The second disc is slow in picking up the first disc’s slack. “Losing My Edge,” of some popularity in the “inching dance” population for some inscrutable reason, is pretty awful – it hardly makes it beyond a tinker techno home synthesizer experiment for nearly six minutes before it introduces increasingly complex beats and short-lived synth effects. “Beat Connection” is equally grating in its repetition, though it develops into some interesting beat-variation after only two and a half minutes of iteration and reiteration, and noteworthy synth developments after another minute.

No, the stars of the second disc are the “Yeah” mixes (a “Crass Version” and “Pretentious Version”), which follow some superbly groovy bass lines as they chart expanding progressions of synths into cataclysmic climaxes.

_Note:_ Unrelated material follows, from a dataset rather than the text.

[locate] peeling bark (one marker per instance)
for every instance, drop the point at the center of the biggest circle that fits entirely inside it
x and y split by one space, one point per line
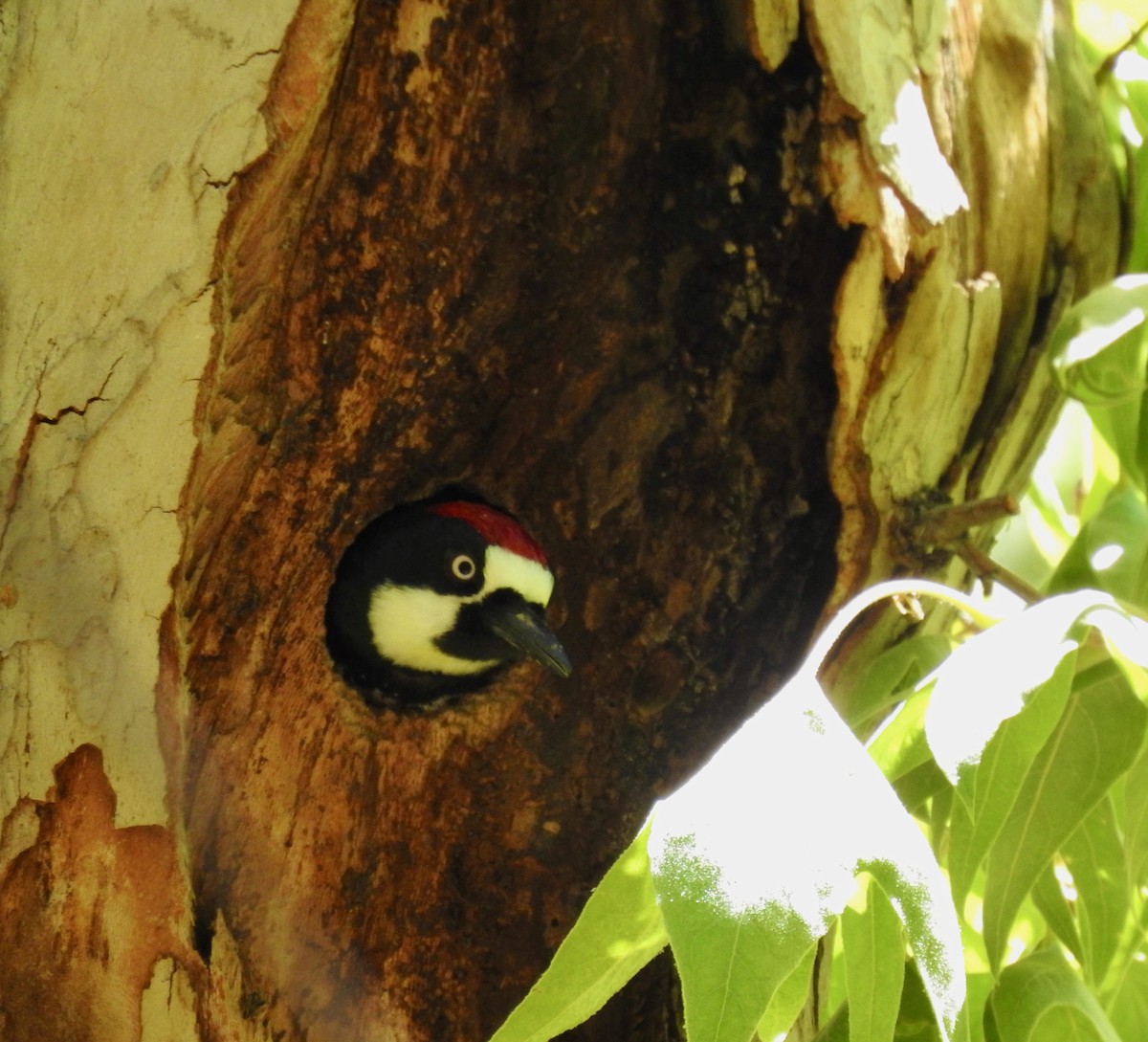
695 321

Unfortunately, they’re both over nine minutes long, and come far too late into the album to make the trial of getting through the album’s first disc --- and a good deal of the second disc --- terribly worthwhile.

Fundamentally, the problem with LCD Soundsystem (and so much of dancepunk) is in its inability to comfortably hybridize its rock influences with dance-floor gumption. Murphy and his cohorts just don’t know which one to choose, and so they unsuccessfully try to mix water with oil. Whether the task is, at large, an impossible one, is up for speculation. But for now, good reader, it seems most reliable to leave arty music to your apartment, and keep on having un-self-conscious fun to the good old groovy stuff on the dance floor. Unless, of course, you’re one of those critics who are ashamed of having fun. In that case, well, how do I say this...you’re doomed.